Here is to November. Welcome.

Let your beauty shine forth and give me the words to capture what you may choose to bring.

Autumn Welcome

It's officially fall here.  The leaves have started their turning. The mornings are chilly enough to put on a vest for the morning walk.  I've started to put suet out again.  We went to the apple butter festival on Saturday.  We had warm apple cider for breakfast this morning.  Pumpkin pancakes are on the menu again for breakfast.  I've added soup and baking to the weekly meal plan.

As I always say, this IS my favorite time of year.  To me there is something refreshing about fall.  I enjoy my time in the kitchen again.  I pile blankets onto the bed.  I feel the need to slow down and prepare for the winter.

October is always a full month for us.  We took my best friend's children to the Apple Butter Festival yesterday.  There was much to do, but they most enjoyed running back and forth across the grass and rolling down the hill.  I forgot what it was like to have little ones again.  Their pure joy at the simplest of things like, hills and cornstalks, water in the creek, cats and dogs reminded me again of simplicity. At eleven and thirteen, my girls are anything but simple.  But I forgot the energy levels needed for the preschool set, how they are constantly in motion, constantly searching for that next thing, hardly ever still.  It reminds me (sorry Liz) of how grateful I am to be slowing down.  Being an Auntie is easier.

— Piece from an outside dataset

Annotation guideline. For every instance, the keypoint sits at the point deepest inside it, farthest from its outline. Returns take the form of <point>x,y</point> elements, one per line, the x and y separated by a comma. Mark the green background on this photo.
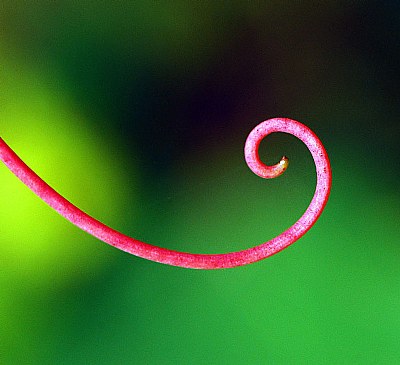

Today (Sunday) we are going to the community theatre to see an adaptation of The Addams Family. Next week we will have my step-father's 80th birthday celebration.  The weekend after is our Halloween party, our first boy/girl party.

I know it will all blur by as we make our way to the holidays.  Ah these favorite months of mine.

Farm season is coming to a close.  I have two more weeks writing for the farm blog.  Our farmer friends have opted out of a CSA next year and instead are going to grow for a farm stand.  I understand. There is so much work and they have a young son.  You have to understand where you want to place your priorities in those years.  I've been grateful to have them.  I have learned so much about food and health and caring for the earth through them.  I take their lessons with me as I make my way on my own path.

I haven't been here as much, or traveling the interwebs.  Summer just seems to be the time to be outside, you know?  I hope to get back here regularly again.  My old trusty Mac upstairs that I do most of my photos on has glitched out on me and my newer computer down here has a messed up port and I can't plug into it. (Insert reminder to call my sister again to see if her other half can fix it). So I have no access to photos minus the ones from my phone.  But here is one from yesterday.

Happy Autumn!!

morning walk, september 29, 2014

morning walk: 6:12am, 59 degrees....

waking this morning to still dark, sometimes it seems a ridiculous notion, rising before the sun, rising in still night.  yet.....there is a peace this morning.  the dog makes her way slowly down the steps, a light shines from my grandparent's kitchen window meaning that someone has been up already to feed the cat and gone back to bed.  we skirt the edge of the woods, a dot of light here and there in the darkness, our neighbors through the trees.  it is not darkness but dimness, as i can just make out the shapes of the trees and the five deer we startle in the back lot, who go bounding into the safety of the woods, given away by the sound of their footsteps and their white tails. there is a low fog hanging i can just make it out and it lends an air of magic to the morning.  standing in the grass, in the quiet, i sense there is something special about this hour, this birth of the day, this transition, not night, but not yet the waking hour.  my sleepiness, that i brought out with me is gone, as i sit and right this twenty minutes later, the day has still not arrived, i make a cup of tea and sit on the porch a minute waiting for the sun to make it's first entrance over the far field.